Helicopter crashes

Bob Waddell bobwaddell at bresnan.net
Wed Jul 2 17:22:31 BST 2008


It seems that we and the popular press jump on exactly the same bandwagon
when a tragedy such as these occur, yet I would propose that we DETERMINE
THE TIME IS RIGHT TO DISCUSS EMERGENCY MEDICAL TRANSPORTS versus the ground
vs air issue in isolation.  The recent death of a Paramedic in Delaware is
no less devastating to EMS and EM than that of the loss of life in Arizona,
California, . . .  WE have developed a system were the patient, their
family, the Physician, the Nurse, the Paramedic, the EMT, the cat can call
911 and SOMEBODY's going to the hospital in an emergency vehicle.

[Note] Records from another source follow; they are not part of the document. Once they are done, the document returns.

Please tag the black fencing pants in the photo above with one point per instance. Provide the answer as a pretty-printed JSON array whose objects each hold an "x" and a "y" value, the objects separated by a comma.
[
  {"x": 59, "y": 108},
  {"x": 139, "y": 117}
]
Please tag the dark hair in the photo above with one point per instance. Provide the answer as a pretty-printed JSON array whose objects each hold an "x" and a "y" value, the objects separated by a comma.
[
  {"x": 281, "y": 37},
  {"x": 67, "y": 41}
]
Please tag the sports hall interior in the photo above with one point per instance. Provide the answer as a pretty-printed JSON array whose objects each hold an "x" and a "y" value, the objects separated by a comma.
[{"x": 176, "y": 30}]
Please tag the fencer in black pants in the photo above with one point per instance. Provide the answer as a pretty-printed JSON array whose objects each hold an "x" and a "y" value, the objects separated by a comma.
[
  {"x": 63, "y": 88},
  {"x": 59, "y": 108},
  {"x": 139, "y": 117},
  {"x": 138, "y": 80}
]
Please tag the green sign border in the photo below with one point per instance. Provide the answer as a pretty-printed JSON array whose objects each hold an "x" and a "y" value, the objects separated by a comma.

Unsafe vehicles, vehicles NOT specifically designed for the objectives
demanded, inadequate and inappropriate protocols, failure to decline
services for a plethora of medically valid reasons, and lack a data are only
the beginnings of why good healthcare providers and their operational Team
members are dying unjustifiably.  Let's quit the political self
congratulatory rhetoric and let's actually DO something to fix the problem!

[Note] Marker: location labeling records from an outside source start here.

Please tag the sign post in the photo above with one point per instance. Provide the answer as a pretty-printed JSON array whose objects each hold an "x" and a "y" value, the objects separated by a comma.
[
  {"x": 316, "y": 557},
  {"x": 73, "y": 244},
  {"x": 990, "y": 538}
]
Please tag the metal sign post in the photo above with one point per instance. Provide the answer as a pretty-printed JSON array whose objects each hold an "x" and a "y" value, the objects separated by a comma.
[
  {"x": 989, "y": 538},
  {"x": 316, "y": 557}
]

With NNAEMSA, EMS EXPO, and NAEMSE conferences coming up in the next few
months I propose we start an ACTION Force (not Task Force), and bring the
issues forth.  I can look into finding meeting space if there is any
interest.

Take care, 
  
Bob 
  
(307) 920 - 2020 cell

bobwaddell at bresnan.net 


-----Original Message-----
From: trauma-list-bounces at trauma.org [mailto:trauma-list-bounces at trauma.org]
On Behalf Of McSwain, Norman E Jr.
Sent: Wednesday, July 02, 2008 9:10 AM
To: Trauma & Critical Care mailing list
Subject: RE: Richey and Helicopters

How about just comparing the "need" of air vs ground, based on the
patient's condition and the comparative difference in time. The time
must be measured in time from the incident to arrival at the hospital
not just the partial time of air vs ground drive/fly times from injury
site to the hospital. 

Example - waiting for the launch and arrival vs just starting out to
drive the distance is a variable that MUST be considered. Most folks
don't include this when they measure transport times.

Norman
 
Norman McSwain MD
Professor, Tulane School of Medicine
Trauma Director, Charity Hospital Trauma Center
norman.mcswain at tulane.edu
504 988 5111

-----Original Message-----
From: trauma-list-bounces at trauma.org
[mailto:trauma-list-bounces at trauma.org] On Behalf Of Robert F. Smith
Sent: Wednesday, July 02, 2008 9:39 AM
To: 'Trauma & Critical Care mailing list'
Subject: RE: Richey and Helicopters

Unfortunately there is no
NTSB mandate to investigate ambulance crashes, and there is no uniform
database for these crashes.  This makes it extremely difficult to
compare the risk of air vs. ground.

Dave,

Do you think that is something that is "fixable" if pressure was applied
by
our various august governing bodies?